2
votes

I have a data set in which I must pull out the observations that have been enrolled for 12 continuous months. Each month a subject was enrolled creates a row for that subject. The month variable, monthid looks like this 200901, 200902, 200903, which translates to Jan. 2009, Feb. 2009, March 2009 respectively. See an example of what the data looks like below.

The main question: how do I get SAS to read monthid and pull out all the observations that have 12 continuous months of enrollment, but discard the observations that do not (that either have less than 12, or the months are not continuous)? Notice that in some instances a subject is enrolled over several years and so the numbers will jump from something like 201112 to 201201 - December 2011 to January 2012.

memberid  monthid
1234      200901
1234      200902
1234      200903
5678      201110
5678      201111
5678      201112
5678      201201
1
using proc data it will iterate over a dataset. If you use local variables (e.g., a count, lastmemberid, startmonthid), you can put conditionals if observation the memberid equals last memberid add a count and generate a new set (memberid,monthid_start,monthid_end).vol7ron

1 Answers

3
votes

There are quite a few ways to do this. In SQL, it's a bit complicated, because you have to consider order. However, if you make some assumptions, you should be able to do this fairly easily.
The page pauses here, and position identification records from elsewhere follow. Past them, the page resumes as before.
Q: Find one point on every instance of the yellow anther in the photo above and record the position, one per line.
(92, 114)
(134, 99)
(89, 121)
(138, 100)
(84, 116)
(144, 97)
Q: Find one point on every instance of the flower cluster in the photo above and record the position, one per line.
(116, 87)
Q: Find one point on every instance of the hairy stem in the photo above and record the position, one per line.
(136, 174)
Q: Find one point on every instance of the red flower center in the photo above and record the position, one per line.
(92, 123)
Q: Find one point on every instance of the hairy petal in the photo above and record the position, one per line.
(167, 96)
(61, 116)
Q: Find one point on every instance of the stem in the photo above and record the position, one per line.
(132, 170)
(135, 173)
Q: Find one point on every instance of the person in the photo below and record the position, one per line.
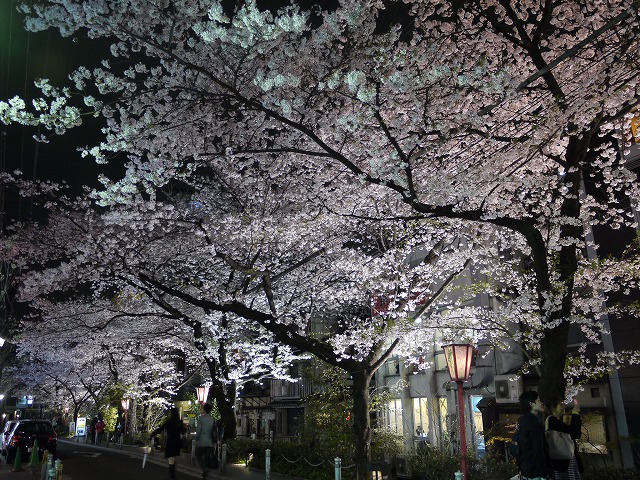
(99, 430)
(92, 430)
(174, 429)
(206, 437)
(533, 459)
(565, 469)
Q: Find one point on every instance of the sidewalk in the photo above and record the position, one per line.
(184, 465)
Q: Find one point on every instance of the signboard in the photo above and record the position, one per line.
(81, 427)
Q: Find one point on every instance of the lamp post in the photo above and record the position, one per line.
(125, 407)
(203, 394)
(458, 357)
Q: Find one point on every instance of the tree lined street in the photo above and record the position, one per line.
(341, 180)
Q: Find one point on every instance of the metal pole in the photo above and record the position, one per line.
(267, 464)
(463, 432)
(223, 459)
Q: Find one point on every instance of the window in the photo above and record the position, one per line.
(394, 416)
(421, 417)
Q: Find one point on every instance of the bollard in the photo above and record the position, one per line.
(267, 464)
(34, 460)
(223, 459)
(43, 468)
(17, 463)
(50, 467)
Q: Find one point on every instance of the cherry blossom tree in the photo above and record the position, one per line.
(469, 113)
(227, 261)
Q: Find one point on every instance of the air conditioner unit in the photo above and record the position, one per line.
(508, 388)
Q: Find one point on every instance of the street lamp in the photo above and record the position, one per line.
(203, 394)
(125, 406)
(458, 357)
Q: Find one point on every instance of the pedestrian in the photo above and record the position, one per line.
(99, 430)
(206, 439)
(533, 461)
(565, 468)
(92, 429)
(174, 429)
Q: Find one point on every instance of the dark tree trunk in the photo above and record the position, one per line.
(225, 400)
(361, 420)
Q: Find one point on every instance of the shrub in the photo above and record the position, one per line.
(610, 473)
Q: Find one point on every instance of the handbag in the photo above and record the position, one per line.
(561, 445)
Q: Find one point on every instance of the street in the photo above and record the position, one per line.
(82, 461)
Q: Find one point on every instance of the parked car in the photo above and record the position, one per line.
(23, 435)
(6, 431)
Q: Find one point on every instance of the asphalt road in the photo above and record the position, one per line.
(83, 462)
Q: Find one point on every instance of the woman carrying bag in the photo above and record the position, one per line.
(561, 440)
(175, 428)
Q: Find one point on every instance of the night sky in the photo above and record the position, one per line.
(24, 57)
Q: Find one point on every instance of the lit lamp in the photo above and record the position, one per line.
(203, 394)
(125, 406)
(458, 357)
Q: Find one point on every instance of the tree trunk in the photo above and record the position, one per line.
(225, 397)
(361, 420)
(132, 418)
(225, 402)
(553, 347)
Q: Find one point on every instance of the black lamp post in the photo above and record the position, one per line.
(203, 394)
(125, 407)
(458, 357)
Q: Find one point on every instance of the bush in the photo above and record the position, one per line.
(610, 473)
(436, 464)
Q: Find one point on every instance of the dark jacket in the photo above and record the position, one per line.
(533, 458)
(575, 430)
(174, 429)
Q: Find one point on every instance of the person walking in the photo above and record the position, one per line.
(99, 430)
(174, 429)
(565, 469)
(92, 430)
(206, 438)
(533, 460)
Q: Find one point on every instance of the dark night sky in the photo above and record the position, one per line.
(25, 57)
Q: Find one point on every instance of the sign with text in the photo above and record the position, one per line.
(81, 427)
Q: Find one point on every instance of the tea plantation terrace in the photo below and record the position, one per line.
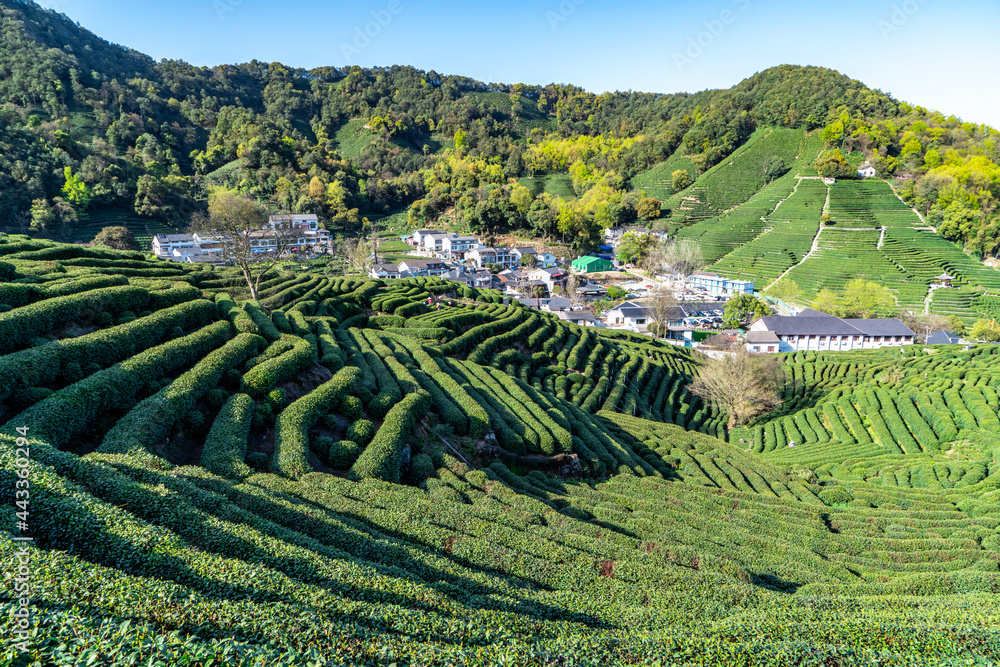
(814, 330)
(342, 473)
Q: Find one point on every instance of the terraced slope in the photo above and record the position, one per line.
(353, 472)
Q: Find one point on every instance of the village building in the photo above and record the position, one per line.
(552, 278)
(716, 284)
(591, 264)
(456, 247)
(390, 271)
(165, 244)
(583, 318)
(421, 267)
(813, 330)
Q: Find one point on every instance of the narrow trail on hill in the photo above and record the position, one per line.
(815, 245)
(918, 213)
(930, 297)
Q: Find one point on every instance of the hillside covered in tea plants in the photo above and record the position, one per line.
(358, 472)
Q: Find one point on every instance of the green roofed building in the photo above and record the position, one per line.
(588, 264)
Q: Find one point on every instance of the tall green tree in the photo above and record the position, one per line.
(743, 309)
(119, 238)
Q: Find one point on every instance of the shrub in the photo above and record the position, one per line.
(72, 372)
(834, 495)
(421, 468)
(67, 413)
(152, 418)
(382, 458)
(264, 376)
(321, 445)
(259, 461)
(216, 398)
(194, 423)
(20, 325)
(262, 321)
(342, 454)
(351, 407)
(361, 431)
(291, 433)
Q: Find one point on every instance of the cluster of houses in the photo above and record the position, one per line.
(469, 250)
(208, 248)
(822, 332)
(465, 260)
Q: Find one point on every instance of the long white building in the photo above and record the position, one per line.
(821, 332)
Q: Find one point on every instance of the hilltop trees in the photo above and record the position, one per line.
(240, 225)
(662, 306)
(832, 164)
(680, 179)
(634, 248)
(678, 256)
(860, 298)
(743, 384)
(985, 331)
(119, 238)
(743, 309)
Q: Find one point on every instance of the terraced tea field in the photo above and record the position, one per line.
(360, 472)
(788, 238)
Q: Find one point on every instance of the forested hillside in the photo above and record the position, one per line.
(89, 126)
(364, 472)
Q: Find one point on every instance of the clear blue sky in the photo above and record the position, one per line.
(938, 54)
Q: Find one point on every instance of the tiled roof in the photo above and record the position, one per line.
(758, 337)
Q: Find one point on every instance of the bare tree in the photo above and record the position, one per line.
(21, 222)
(744, 384)
(662, 306)
(374, 228)
(683, 256)
(240, 226)
(357, 254)
(924, 324)
(572, 287)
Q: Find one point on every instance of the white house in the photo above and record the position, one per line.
(418, 236)
(434, 243)
(716, 284)
(421, 267)
(384, 271)
(165, 244)
(584, 318)
(813, 330)
(551, 277)
(629, 315)
(266, 240)
(303, 221)
(456, 247)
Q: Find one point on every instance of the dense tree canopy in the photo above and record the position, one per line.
(349, 142)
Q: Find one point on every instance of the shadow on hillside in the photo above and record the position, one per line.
(773, 583)
(351, 537)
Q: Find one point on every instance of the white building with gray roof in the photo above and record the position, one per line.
(822, 332)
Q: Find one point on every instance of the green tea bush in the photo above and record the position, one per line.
(291, 441)
(342, 454)
(152, 419)
(382, 458)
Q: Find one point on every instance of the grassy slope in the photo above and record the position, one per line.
(687, 549)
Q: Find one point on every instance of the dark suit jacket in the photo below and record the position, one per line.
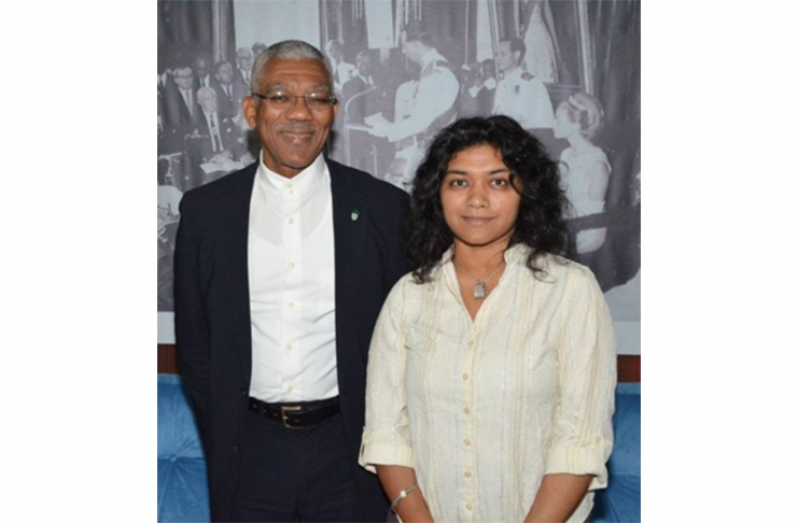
(212, 315)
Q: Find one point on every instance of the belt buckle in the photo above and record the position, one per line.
(284, 416)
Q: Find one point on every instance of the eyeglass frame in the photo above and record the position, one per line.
(330, 100)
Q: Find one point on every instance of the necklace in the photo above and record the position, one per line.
(480, 287)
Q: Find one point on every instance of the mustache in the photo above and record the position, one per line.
(297, 128)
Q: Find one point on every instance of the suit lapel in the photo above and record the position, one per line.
(349, 228)
(237, 244)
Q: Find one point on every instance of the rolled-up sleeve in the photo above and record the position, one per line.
(386, 437)
(583, 436)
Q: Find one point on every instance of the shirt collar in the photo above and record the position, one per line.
(307, 181)
(516, 254)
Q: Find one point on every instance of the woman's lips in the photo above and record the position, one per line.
(476, 221)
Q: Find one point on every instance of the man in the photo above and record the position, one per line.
(202, 70)
(434, 103)
(180, 105)
(361, 81)
(244, 60)
(214, 132)
(342, 71)
(519, 95)
(257, 48)
(280, 272)
(230, 94)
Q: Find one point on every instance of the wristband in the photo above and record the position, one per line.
(402, 495)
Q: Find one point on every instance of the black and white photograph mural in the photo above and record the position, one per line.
(566, 70)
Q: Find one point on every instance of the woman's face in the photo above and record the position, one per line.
(479, 202)
(563, 126)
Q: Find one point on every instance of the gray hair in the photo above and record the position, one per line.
(285, 50)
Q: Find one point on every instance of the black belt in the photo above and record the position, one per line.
(297, 415)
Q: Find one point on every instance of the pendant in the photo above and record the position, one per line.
(480, 291)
Given the assumption that you only have one row per person (memberid), you can simply identify the 12 month-from-then date, and test how many are in that group.

So for example, you could do something like this to identify for a particular month how many consecutive months a person had:

proc sql;
        select memberID, count(1) from have H
         where monthID ge 200905 and monthID le 201004
         group by memberid
;
quit;

For the overall, you would want to either precreate this table for all possible months, or add this as a subquery to a larger query including all months. This isn't terribly fast, though; likely non-SQL solutions will be faster in SAS, since SAS doesn't have some of the more advanced SQL tools you have in other implementations.

proc sql;
  create table want as 
    select memberID, monthID, count(1)
      from have V
      group by memberID, monthID
      having 12 = (
        select count(1) from have H
        where H.memberID=V.memberID
        and H.monthID le V.monthID
        and H.monthID gt V.monthID-100
        group by H.memberID
    )
;
quit;

If I were to do this in SAS datastep, I would just iterate through the datastep and output if there hadn't been a gap in the last 12 periods.

data want;
 set have;
 by memberID monthID;
 if first.memberID then counter=0;
 if dif(monthID)>1 and mod(monthID,100) ne 1 then counter=0;
 if mod(monthID,100) eq 1 and dif(monthID) ne 89 then counter=0;
 counter+1;
 if counter ge 12 then output;
run;

That takes 0.01 seconds versus 35 on my laptop for the SQL solution. While I suspect there's a much better SAS-SQL solution, the fact that the datastep iterates through rows in a consistent basis means it'll be hard to beat it in SQL, since the datastep can do this in exactly one pass through the data.